#define MAX_LEN 6
unsigned char buf[MAX_LEN];
unsigned char zerobuf[MAX_LEN] = { 0 };
if (memcmp(buf, zerobuf, MAX_LEN) == 0)
puts("buf is empty");
else
puts("buf is not empty");
Is there another way to compare the input buffer for being equal to some
pattern (all zeros in this case), i.e. ti avoid having additional array
zerobuf? I think memcmp(buf, "0", MAX_LEN) isn't valid.
Thanks.
Mark
That's correct, memcmp(buf, "0", MAX_LEN) doesn't work.
One reason it won't work is that the character '0' is not the same
as a zero byte ('\0'). Another problem is that the array "0" has
less than MAX_LEN elements so there's the danger of reading beyond
the end of that array.
One other way to do it, that does not use an additional array,
is a simple linear search for the first nonzero element:
size_t i = 0;
while (i != MAX_LEN && buf[i] == 0) ++i;
if (i == MAX_LEN) puts("all zeroes"); else puts("not all zeroes");
Yet another way is to sort the buf array in descending order and
check whether buf[0] equals zero.

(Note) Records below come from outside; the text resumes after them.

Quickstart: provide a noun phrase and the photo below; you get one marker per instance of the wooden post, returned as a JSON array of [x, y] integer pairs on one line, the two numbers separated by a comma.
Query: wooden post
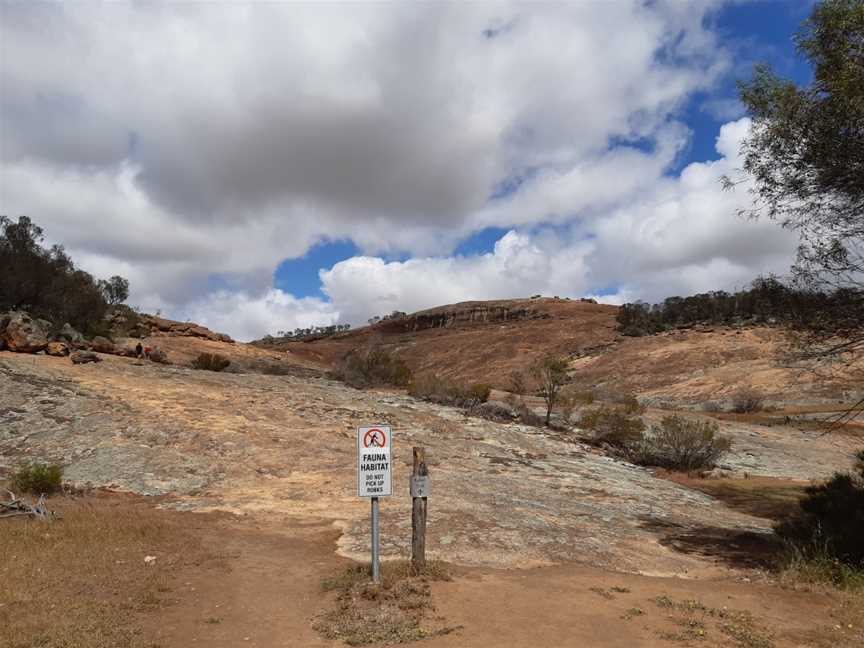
[[418, 510]]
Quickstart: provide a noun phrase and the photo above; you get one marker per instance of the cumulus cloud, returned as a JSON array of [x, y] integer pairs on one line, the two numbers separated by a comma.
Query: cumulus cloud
[[677, 237], [248, 316], [193, 147]]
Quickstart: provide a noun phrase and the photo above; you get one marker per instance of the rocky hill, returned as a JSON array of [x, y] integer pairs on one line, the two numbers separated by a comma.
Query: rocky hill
[[488, 341]]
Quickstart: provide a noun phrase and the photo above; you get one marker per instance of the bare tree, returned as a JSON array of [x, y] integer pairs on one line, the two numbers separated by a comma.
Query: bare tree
[[551, 375]]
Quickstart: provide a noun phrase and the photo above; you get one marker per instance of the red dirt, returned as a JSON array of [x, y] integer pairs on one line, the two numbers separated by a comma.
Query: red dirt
[[271, 594]]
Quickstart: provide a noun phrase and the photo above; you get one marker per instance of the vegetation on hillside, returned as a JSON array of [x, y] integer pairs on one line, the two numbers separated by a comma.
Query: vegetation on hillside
[[309, 333], [45, 282], [829, 526], [372, 366], [767, 301], [804, 158]]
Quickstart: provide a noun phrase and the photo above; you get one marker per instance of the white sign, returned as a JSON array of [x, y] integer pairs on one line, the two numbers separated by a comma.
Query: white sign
[[374, 468]]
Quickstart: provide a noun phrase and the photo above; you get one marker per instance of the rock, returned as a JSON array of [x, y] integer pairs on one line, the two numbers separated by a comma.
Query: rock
[[58, 349], [102, 345], [496, 411], [158, 355], [24, 334], [83, 357], [162, 326], [70, 335]]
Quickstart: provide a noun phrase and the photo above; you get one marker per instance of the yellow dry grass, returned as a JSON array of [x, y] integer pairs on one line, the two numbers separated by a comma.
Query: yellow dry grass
[[82, 581]]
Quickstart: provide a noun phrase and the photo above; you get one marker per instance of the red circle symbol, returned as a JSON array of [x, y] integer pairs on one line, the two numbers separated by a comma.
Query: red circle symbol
[[374, 438]]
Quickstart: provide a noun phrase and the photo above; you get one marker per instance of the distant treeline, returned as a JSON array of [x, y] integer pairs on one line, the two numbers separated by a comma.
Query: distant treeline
[[45, 282], [305, 333], [767, 301]]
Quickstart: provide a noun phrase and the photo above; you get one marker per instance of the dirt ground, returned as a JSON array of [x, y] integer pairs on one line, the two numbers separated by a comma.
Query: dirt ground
[[268, 593]]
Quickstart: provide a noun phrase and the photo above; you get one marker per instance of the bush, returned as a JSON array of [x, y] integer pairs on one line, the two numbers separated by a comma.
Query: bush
[[681, 444], [37, 478], [158, 355], [747, 401], [613, 426], [211, 362], [830, 523], [44, 281], [375, 366], [444, 392]]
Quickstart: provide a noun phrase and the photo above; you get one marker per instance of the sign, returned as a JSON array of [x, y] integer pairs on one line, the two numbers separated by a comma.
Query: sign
[[420, 486], [374, 468]]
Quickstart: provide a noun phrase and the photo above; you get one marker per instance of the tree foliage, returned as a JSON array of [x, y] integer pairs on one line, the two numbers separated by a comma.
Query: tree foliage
[[805, 310], [551, 375], [831, 519], [45, 282], [805, 150], [115, 290]]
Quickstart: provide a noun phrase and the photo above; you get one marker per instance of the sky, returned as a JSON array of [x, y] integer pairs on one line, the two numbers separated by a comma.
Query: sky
[[261, 166]]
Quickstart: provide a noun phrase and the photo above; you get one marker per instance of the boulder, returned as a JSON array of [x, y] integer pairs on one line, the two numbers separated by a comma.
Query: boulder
[[83, 357], [102, 345], [58, 349], [70, 335], [24, 334], [158, 355]]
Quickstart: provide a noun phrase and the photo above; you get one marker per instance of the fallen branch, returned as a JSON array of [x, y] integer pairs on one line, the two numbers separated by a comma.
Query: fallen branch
[[16, 508]]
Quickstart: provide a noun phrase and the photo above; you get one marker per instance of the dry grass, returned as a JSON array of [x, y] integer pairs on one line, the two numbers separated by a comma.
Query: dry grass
[[397, 610], [82, 581], [696, 621]]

If it does, the array contains
only zeroes.
There must be at least fifty other ways to do it.
If your compiler supports compound literals (a "new" feature in C99),
you can do something like this:
if (memcmp(buf, (char[MAX_LEN]){ 0 }, MAX_LEN) == 0)
puts("buf is empty");
else
puts("buf is not empty");
In the more general case -- well, it depends on just what the more
general case turns out to be. This may be a specific example of a
more general problem, but it's hard to tell what that more general
problem is.
(Note that an array is never really "empty". Your array is full; it
just happens to be full of zeros.)
--
Keith Thompson (The_Other_Keith) ks...@mib.org <http://www.ghoti.net/~kst>
"We must do something. This is something. Therefore, we must do this."
-- Antony Jay and Jonathan Lynn, "Yes Minister"

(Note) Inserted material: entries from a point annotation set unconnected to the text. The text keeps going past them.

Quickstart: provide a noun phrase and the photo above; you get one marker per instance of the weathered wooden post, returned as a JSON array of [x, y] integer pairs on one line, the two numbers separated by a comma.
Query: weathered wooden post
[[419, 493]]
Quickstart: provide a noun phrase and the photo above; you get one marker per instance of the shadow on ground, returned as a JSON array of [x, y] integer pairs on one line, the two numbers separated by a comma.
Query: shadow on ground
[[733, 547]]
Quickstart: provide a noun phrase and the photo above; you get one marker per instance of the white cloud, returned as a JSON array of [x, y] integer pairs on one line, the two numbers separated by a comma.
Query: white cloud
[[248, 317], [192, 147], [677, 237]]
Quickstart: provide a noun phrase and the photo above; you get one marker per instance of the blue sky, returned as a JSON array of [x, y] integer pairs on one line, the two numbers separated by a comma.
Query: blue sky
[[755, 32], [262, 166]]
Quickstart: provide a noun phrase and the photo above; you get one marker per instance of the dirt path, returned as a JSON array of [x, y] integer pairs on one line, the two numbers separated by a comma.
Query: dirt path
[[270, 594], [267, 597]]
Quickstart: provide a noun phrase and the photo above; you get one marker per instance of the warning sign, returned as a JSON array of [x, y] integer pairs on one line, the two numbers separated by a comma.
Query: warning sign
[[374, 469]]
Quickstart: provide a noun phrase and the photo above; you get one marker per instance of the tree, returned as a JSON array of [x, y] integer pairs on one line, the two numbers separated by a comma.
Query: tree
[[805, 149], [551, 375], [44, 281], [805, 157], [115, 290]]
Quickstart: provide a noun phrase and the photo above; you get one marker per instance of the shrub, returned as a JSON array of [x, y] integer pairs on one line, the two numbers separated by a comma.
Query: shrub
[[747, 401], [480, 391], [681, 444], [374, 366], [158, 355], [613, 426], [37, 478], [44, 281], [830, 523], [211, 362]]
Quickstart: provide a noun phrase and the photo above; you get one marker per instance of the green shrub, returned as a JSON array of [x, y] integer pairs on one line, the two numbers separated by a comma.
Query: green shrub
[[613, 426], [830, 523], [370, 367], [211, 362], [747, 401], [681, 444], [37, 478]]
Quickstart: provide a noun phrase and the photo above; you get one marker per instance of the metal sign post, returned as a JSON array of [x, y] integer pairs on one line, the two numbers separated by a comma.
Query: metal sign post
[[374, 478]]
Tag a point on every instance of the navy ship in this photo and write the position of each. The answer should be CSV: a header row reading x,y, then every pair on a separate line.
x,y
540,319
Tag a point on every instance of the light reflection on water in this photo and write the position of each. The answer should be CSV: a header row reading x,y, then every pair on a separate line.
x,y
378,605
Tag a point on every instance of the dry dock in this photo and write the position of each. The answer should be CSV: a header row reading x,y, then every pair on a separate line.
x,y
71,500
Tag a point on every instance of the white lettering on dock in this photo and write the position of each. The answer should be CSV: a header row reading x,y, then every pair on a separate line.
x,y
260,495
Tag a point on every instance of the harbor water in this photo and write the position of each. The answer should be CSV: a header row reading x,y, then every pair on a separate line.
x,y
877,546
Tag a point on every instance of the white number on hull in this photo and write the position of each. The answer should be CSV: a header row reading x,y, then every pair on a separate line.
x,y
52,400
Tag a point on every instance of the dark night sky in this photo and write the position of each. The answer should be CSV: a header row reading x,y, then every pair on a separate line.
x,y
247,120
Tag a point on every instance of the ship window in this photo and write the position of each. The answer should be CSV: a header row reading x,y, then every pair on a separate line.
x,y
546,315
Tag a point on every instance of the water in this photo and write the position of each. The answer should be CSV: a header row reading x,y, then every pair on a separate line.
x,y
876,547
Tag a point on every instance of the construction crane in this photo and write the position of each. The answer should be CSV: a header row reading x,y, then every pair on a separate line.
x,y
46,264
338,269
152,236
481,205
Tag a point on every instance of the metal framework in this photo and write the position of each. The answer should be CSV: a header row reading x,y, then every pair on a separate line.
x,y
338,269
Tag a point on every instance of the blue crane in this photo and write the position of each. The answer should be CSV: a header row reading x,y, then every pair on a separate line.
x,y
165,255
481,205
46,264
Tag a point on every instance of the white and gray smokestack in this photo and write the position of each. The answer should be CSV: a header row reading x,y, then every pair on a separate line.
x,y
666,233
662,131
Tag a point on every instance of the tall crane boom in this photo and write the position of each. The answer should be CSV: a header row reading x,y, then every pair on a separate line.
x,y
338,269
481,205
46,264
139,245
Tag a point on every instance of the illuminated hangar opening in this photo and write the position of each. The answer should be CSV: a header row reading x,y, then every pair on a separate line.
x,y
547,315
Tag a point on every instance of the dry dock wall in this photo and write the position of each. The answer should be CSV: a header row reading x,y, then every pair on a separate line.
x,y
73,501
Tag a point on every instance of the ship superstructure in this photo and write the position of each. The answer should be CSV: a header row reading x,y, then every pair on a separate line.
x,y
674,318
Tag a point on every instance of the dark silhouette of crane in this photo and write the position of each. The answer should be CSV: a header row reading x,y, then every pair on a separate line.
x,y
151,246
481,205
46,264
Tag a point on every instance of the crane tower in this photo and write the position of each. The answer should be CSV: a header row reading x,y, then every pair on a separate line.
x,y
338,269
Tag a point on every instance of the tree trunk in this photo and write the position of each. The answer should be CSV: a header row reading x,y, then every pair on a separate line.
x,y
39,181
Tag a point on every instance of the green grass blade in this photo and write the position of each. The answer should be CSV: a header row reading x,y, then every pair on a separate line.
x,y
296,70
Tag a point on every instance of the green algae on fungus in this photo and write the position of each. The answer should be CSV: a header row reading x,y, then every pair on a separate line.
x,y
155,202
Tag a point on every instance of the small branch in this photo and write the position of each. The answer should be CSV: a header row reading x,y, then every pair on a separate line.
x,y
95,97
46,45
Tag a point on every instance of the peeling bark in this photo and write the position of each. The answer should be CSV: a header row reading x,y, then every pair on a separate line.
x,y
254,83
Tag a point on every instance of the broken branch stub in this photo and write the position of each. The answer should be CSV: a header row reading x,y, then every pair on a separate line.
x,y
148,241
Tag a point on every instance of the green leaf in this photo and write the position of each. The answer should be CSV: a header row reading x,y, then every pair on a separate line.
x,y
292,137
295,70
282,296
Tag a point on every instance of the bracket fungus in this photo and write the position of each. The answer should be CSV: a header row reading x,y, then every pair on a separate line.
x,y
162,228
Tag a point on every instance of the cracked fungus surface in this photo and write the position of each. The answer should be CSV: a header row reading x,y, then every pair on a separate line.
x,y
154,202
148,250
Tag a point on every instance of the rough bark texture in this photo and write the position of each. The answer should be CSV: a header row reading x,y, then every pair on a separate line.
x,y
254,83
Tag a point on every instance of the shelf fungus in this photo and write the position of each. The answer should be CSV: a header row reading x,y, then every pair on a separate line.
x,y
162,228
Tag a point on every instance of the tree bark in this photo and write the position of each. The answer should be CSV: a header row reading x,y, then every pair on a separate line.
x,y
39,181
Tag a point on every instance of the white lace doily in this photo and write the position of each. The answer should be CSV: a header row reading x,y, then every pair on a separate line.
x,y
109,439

I'm surprised that no one offered the obvious answer that uses memcmp()
without another array:
if (MAX_LEN > 0 && buf[0] == 0 && memcmp(buf, buf + 1, MAX_LEN - 1) == 0)
puts("buf is all zeros");
else
puts("buf has at least one non-zero value");
Though it's probably faster to compare each entry to zero, or even
faster to recast to an array of large integers and compare those to
zero.
Mark
Usual alignment caveats apply!
--
Ian Collins
> On 10/10/2011 5:38 PM, Mark wrote:
>> Hello,
>>
>> #define MAX_LEN 6
>> unsigned char buf[MAX_LEN];
>> unsigned char zerobuf[MAX_LEN] = { 0 };
>>
>> if (memcmp(buf, zerobuf, MAX_LEN) == 0)
>> puts("buf is empty");
>> else
>> puts("buf is not empty");
>>
>> Is there another way to compare the input buffer for being equal to some
>> pattern (all zeros in this case), i.e. ti avoid having additional array
>> zerobuf? I think memcmp(buf, "0", MAX_LEN) isn't valid.
>
> You think rightly, as others have explained.
>
> To use memcmp(), you'll need to compare to a region of memory as
> long as the test region, pre-initialized to the desired value. That's
> inescapable: it's how memcmp() operates.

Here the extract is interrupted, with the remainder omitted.